Peki bu kadar ‘yer bilimci’ ve ‘uzman’ şahsiyetleri bünyesinde barındıran canım ülkemin vatandaşlarının kaçının evinde ‘deprem çantası’ mevcut? Deprem çantasının içinde neler olmalı, neler hayati öneme sahip bunu biliyorlar mı? Kimler yaşadığı mahalledeki ‘acil durum toplanma yerlerini’ biliyor? Kaçı ikamet ettiği evi, depreme dayanıklı mı değil mi diye kontrollerden geçirdi? Kaçının oturduğu ev, ilk yapılan plana, projeye uygun olarak inşa edildi, veya daha can alıcı bir soru sorayım, kaçının evinin imarı var, bir projesi var? Gerçi bu son soruyu sorarak suç bile işliyor olabilirim. Çünkü Türkiye Cumhuriyeti Devleti yaklaşık iki sene önce çıkardığı ‘imar barışı’ ile 31 Aralık 2017 ve öncesinde imara uygun inşa edilmemiş kaçak yapılara, ‘yasal olarak’ ruhsat verdi. Kaçak veya iskansız yapılmış olan ve depreme dayanıklılığı gösteren ve mühendislik şirketleri tarafından alınan ‘sağlam raporu’ olamayan binalara devlet, ruhsatıyla oturma imkanı sağladı. Bu komik, akıl dışı ve insan hayatını hiçe sayan uygulama üzerine yazarlarımızdan Melikşah Cengiz ‘‘İmar Barışı Mı İmar Affı Mı?’’ isimli yazısıyla 28 Ağustos 2019 tarihinde, gerek kendisinin gerekse de tüm vicdanlı ve aklı başında olan Türk insanının eleştirisini dile getirmişti. Belki bu şekilde bir nebze de olsa bir bilinç, farkındalık oluşturup, göz göre göre insanların ölüme meydan okumasına mani olabiliriz umuduyla o tarihlerde Melikşah arkadaşımıza teşekkürlerimizi iletmiştik. Fakat ardından açıklanan veriler bize gösterdi ki yaklaşık 9,8 milyon insan ‘mal canın yongasıdır’ diyerek, hayatlarını hiçe sayıp, maddiyat kaygısıyla bu akıl dışı uygulamaya dahil olarak, kaçak yapılarına ‘ruhsat’ almıştı.

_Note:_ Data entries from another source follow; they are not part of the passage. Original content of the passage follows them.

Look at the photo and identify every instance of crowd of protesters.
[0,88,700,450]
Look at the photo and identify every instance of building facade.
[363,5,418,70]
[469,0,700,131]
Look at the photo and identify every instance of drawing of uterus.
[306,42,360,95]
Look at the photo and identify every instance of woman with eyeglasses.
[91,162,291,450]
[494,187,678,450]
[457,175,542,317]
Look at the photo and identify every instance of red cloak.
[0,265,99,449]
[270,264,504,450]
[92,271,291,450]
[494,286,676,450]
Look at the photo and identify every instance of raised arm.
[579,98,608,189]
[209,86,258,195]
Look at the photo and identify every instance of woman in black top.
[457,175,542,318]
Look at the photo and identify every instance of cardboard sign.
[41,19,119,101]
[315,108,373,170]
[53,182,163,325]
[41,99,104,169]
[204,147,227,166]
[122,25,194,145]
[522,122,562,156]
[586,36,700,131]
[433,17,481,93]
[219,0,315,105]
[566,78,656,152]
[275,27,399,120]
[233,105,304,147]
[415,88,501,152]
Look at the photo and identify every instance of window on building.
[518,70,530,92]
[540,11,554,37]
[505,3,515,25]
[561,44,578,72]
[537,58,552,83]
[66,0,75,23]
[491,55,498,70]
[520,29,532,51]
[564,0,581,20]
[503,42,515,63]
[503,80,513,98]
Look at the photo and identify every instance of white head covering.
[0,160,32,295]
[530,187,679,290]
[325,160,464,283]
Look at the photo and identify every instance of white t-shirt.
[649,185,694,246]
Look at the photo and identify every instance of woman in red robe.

Halen daha düşünüyorum, bunda bizim de payımız var mı acaba, diye. Yeteri kadar insanlara açıklayamadık mı, tehlikeleri, olumsuzlukları, akılla ve vicdanla çelişen noktaların neler olduğunu, bunun bir intihardan farkının olmadığını… Gerek benim gerek bizim gerekse de amacı ve hedefi, bu ülkenin insanlarının haber alma hakkının temin edilmesi olan Türk medyasının payı var…
O gün İzmir’de enkaz altından 91 saat sonra bir mucize olarak kurtarılan, hayata döndürülen Ayda bebek için ülkece çok sevinmiştik. Kimimiz gözyaşlarına mâni olamamıştı. Fakat sonrasında gelen bir haber, yine enkaz altında kalan ve cansız bedenine ulaşılan annesi Fidan Gezgin’in vefat haberi, içimizi parçalamıştı. Üzülerek söylüyorum ki o masum bedenin üzerine atılan toprakta da bizim payımız var. Hepimizin elleri kanlı… İmar Barışı ile mevzuata aykırı ya da tamamen kaçak inşa edilen yapılar ‘yapı kayıt belgesi’ ile yasal hale getirildiği için, daha önceden alınan yıkım kararları ve para cezaları iptal edildiği için, ‘‘depreme dayanıklılığı hususu malikin sorumluluğundadır’’ ibaresi ile tüm sorumluluk vatandaşa yüklendiği için, gerek vatandaşın gerekse de devletin 3 maymunu oynamasına seyirci kaldığımız için ellerimiz kanlı…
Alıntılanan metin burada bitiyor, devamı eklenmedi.